Cellular senescence is a state of permanent cell cycle arrest that occurs in response to unresolved cellular stress. Acute induction of senescence is beneficial for tissue physiology, as it prevents replication of old or pre-malignant cells. However, lingering senescent cells drive a variety of age-related pathologies through secretion of a complex mixture of paracrine factors, known as the Senescence Associated Secretory Phenotype (SASP). Therefore, approaches that specifically inhibit or alter the SASP could have broad implications for the development of therapeutic strategies.

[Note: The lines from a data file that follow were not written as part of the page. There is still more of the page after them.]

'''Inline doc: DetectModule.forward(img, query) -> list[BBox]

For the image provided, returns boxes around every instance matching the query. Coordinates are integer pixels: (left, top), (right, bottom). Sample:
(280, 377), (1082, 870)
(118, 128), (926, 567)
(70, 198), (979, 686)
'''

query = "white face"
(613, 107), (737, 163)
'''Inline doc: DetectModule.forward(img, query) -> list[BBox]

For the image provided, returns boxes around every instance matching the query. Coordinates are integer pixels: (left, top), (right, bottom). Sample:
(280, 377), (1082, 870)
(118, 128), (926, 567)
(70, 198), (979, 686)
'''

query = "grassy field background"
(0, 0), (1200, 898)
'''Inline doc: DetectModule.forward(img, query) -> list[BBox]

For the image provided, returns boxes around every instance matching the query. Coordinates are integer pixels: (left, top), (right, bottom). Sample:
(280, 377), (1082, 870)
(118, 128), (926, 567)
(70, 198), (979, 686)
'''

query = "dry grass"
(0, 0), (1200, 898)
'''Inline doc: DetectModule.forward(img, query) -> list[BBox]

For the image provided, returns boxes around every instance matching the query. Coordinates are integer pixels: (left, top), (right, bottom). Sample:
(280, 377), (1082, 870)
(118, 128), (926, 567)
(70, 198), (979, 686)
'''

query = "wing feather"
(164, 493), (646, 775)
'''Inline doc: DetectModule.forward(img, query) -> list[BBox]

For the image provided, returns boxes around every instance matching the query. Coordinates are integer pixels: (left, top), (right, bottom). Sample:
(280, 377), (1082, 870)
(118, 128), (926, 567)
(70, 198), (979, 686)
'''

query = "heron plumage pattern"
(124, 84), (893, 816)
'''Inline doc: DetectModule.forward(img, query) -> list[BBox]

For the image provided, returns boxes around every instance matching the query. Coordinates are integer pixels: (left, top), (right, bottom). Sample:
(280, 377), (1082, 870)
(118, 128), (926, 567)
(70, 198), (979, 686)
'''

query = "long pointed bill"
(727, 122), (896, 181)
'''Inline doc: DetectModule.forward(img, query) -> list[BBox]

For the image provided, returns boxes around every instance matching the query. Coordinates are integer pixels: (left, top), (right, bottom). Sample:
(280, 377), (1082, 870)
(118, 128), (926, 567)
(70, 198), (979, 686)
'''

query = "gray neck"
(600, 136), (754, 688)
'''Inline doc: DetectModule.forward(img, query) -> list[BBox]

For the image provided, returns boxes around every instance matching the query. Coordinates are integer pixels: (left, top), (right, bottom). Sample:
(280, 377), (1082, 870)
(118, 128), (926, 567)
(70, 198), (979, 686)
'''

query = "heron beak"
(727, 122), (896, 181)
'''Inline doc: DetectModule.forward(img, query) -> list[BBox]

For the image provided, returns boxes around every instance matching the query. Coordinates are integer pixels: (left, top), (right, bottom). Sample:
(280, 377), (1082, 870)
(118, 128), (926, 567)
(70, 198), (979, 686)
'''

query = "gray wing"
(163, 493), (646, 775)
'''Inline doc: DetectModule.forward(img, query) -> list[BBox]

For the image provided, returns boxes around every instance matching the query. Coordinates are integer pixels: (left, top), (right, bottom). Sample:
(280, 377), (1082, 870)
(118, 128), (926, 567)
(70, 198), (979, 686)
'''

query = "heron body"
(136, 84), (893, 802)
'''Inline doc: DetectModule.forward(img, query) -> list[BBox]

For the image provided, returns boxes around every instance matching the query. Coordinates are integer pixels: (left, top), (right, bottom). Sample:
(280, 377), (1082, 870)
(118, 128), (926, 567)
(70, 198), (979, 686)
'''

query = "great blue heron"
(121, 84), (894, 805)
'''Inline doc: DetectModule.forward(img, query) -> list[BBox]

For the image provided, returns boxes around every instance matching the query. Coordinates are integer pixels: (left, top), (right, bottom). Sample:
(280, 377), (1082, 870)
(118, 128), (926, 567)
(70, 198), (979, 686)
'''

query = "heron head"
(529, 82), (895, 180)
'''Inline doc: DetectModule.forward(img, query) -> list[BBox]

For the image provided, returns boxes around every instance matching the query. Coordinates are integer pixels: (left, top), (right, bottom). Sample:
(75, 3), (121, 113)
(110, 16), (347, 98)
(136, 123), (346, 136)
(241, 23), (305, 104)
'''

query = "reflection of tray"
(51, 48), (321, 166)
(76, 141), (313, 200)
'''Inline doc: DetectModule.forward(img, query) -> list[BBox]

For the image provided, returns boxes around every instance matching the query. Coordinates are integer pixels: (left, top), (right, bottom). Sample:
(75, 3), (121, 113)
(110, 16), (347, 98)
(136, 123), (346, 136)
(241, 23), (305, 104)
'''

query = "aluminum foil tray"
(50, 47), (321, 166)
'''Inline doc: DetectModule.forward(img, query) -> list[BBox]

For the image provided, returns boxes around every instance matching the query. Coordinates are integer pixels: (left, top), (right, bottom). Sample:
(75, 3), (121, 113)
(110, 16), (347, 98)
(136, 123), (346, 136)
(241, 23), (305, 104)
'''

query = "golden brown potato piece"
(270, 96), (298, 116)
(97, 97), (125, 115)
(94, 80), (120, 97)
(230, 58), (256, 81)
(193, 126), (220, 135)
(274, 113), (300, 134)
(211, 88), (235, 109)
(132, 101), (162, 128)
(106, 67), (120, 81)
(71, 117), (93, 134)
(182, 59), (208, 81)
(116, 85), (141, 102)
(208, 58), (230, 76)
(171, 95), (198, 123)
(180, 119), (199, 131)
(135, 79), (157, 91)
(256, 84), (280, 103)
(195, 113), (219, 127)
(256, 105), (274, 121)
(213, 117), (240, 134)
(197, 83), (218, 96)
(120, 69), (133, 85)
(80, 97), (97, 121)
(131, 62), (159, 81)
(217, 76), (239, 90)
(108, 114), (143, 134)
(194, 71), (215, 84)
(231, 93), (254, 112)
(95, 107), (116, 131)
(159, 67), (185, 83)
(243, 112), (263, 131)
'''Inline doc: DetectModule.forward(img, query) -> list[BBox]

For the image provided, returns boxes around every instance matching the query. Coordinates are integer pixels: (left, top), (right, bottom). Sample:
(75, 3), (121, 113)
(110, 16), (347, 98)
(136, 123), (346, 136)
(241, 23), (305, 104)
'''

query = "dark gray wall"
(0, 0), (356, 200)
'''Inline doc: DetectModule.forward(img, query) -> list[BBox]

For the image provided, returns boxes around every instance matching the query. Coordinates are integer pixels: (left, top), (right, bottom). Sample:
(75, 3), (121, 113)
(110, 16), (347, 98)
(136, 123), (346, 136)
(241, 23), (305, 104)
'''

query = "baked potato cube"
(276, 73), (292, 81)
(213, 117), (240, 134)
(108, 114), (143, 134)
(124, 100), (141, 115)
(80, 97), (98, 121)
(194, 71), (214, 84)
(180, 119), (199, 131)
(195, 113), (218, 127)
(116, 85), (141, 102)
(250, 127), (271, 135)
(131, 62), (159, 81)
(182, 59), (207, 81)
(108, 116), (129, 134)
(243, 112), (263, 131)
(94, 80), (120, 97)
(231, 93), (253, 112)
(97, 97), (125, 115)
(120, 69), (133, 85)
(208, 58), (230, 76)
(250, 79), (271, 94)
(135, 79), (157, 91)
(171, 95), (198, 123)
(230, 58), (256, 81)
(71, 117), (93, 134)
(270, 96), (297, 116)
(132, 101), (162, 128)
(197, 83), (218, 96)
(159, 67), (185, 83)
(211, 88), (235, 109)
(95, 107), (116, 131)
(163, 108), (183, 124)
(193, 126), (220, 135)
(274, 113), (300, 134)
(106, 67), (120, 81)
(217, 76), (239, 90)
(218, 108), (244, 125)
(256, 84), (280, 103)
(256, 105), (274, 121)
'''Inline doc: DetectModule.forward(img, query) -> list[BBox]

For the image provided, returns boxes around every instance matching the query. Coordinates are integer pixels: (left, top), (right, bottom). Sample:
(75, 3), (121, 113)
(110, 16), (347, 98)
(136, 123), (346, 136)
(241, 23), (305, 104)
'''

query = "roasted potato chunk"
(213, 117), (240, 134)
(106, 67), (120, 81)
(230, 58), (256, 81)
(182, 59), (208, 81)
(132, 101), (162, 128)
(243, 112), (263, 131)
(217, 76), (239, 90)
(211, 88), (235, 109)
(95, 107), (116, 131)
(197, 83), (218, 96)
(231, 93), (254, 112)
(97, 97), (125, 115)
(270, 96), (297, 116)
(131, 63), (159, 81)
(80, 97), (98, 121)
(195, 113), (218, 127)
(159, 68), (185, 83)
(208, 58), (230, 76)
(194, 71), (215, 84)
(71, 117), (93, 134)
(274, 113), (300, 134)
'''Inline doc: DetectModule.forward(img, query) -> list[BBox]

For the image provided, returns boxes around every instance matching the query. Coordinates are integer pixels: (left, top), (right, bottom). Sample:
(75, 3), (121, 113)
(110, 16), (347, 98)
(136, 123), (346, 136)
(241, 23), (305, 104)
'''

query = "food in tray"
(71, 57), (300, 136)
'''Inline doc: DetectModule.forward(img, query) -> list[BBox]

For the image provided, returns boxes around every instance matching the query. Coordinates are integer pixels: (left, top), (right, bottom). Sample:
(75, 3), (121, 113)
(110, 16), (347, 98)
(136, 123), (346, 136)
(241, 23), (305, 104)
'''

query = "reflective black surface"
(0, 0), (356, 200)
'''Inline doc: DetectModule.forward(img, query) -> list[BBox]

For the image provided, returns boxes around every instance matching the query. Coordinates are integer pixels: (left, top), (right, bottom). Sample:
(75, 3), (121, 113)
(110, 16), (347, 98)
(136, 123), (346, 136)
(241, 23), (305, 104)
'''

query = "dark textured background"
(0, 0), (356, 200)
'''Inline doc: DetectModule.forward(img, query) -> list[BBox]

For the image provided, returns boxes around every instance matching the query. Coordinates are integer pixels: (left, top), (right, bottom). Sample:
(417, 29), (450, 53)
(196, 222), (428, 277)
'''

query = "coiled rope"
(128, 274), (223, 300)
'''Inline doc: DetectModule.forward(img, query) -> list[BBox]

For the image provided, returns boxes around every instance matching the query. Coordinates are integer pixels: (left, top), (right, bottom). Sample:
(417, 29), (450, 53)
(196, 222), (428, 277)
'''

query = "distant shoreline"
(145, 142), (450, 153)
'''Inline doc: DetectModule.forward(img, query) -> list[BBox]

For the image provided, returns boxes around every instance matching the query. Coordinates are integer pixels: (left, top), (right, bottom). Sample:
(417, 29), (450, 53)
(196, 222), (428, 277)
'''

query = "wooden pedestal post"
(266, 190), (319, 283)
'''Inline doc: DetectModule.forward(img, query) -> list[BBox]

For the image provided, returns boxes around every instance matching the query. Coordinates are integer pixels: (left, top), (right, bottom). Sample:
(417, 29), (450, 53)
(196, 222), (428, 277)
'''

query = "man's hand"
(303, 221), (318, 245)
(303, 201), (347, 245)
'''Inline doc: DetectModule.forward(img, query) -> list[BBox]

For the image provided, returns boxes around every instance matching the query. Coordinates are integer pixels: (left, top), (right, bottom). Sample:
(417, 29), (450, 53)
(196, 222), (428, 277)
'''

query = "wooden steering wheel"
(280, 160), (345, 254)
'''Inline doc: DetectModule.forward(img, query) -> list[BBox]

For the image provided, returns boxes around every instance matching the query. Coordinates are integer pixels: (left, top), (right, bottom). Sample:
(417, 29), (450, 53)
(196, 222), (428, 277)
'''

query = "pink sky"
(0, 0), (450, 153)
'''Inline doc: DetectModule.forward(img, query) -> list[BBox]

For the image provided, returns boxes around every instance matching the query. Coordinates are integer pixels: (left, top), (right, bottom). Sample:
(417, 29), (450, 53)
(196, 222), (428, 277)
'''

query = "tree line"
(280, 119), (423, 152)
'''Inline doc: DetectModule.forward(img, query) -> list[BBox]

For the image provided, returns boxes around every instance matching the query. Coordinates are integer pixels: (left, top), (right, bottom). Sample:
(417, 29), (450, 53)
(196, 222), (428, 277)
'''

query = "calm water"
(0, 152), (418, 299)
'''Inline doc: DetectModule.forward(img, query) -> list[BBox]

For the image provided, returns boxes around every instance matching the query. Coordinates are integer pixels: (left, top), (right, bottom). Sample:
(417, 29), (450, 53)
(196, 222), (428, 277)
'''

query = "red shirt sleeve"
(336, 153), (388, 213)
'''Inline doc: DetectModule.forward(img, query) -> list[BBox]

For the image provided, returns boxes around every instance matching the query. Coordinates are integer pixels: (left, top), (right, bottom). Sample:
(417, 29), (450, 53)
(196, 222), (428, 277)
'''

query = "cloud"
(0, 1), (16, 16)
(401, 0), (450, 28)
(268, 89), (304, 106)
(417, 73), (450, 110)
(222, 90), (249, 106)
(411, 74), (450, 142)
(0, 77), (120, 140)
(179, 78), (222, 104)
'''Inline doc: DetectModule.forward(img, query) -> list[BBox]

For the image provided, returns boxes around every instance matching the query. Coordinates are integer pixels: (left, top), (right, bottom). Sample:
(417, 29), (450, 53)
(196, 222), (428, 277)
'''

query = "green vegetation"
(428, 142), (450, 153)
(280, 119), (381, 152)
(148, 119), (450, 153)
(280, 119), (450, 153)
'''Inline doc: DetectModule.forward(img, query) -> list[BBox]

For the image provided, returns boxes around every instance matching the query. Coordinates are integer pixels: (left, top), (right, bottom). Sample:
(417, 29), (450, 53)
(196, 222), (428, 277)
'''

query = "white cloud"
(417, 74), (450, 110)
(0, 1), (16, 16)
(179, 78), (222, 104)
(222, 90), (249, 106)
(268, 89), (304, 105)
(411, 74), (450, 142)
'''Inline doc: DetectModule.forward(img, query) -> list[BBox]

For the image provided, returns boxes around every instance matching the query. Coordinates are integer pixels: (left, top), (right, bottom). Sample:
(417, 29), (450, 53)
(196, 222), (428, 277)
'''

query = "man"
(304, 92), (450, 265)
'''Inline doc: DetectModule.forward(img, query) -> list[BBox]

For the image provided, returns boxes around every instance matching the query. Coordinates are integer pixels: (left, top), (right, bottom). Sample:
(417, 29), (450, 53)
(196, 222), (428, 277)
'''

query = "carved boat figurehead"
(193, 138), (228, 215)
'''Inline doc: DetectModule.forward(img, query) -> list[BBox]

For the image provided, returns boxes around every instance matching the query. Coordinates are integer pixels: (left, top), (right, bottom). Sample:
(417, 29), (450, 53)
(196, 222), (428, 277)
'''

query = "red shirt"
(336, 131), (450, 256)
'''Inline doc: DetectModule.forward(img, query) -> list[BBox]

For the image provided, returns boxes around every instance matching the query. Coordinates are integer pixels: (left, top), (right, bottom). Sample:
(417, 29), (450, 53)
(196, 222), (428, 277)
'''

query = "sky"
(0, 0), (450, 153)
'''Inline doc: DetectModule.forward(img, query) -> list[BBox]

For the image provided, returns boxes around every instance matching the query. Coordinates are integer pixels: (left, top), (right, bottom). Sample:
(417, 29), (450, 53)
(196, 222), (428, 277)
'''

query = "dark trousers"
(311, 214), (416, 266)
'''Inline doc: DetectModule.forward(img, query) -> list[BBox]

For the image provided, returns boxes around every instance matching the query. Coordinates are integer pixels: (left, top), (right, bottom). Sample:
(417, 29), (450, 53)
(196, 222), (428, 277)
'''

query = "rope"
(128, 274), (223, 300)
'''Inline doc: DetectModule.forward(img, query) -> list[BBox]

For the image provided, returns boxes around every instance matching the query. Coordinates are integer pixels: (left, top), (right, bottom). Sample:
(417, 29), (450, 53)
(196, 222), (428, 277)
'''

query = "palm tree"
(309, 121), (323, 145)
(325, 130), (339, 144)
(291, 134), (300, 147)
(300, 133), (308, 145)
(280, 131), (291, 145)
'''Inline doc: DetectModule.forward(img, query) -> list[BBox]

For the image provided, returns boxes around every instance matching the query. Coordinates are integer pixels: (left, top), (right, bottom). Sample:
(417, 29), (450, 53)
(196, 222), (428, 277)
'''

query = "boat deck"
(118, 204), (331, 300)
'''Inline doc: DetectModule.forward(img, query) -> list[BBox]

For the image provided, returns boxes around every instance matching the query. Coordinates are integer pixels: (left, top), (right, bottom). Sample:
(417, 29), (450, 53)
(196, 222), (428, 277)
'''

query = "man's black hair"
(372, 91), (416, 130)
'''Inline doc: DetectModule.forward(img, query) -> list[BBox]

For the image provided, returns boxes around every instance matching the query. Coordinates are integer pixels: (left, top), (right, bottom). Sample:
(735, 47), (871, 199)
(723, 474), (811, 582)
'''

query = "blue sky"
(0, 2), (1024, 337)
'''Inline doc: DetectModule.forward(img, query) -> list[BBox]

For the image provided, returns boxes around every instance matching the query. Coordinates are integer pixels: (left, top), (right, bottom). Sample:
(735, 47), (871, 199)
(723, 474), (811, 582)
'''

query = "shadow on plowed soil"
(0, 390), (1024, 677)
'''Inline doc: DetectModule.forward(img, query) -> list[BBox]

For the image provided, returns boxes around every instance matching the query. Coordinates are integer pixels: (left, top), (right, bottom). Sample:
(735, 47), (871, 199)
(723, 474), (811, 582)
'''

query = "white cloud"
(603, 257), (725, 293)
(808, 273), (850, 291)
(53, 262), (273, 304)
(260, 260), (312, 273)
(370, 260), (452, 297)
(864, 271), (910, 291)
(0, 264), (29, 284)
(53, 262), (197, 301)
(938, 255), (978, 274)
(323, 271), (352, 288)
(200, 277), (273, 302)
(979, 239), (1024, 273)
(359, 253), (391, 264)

However, this requires extensive knowledge of the mechanisms that drive secretion in senescent cells, which currently remain elusive. My preliminary data point towards an important role for microtubules in regulating the SASP, involving tubulin posttranslational modifications (PTMs) that could affect microtubule-based transport of secretory vesicles. This work provides the first evidence that microtubule alterations directly regulate secretion in a relevant physiological context. This proposal will: (1) identify the mechanisms that control microtubule PTMs in senescent cells, (2) investigate how tubulin PTMs affect secretion of SASP factors using advanced proteomics approaches, combined with orthogonal strategies to modulate tubulin PTMs, and (3) determine how microtubule PTMs affect non-cell autonomous SASP signalling using established in vitro and in vivo model systems.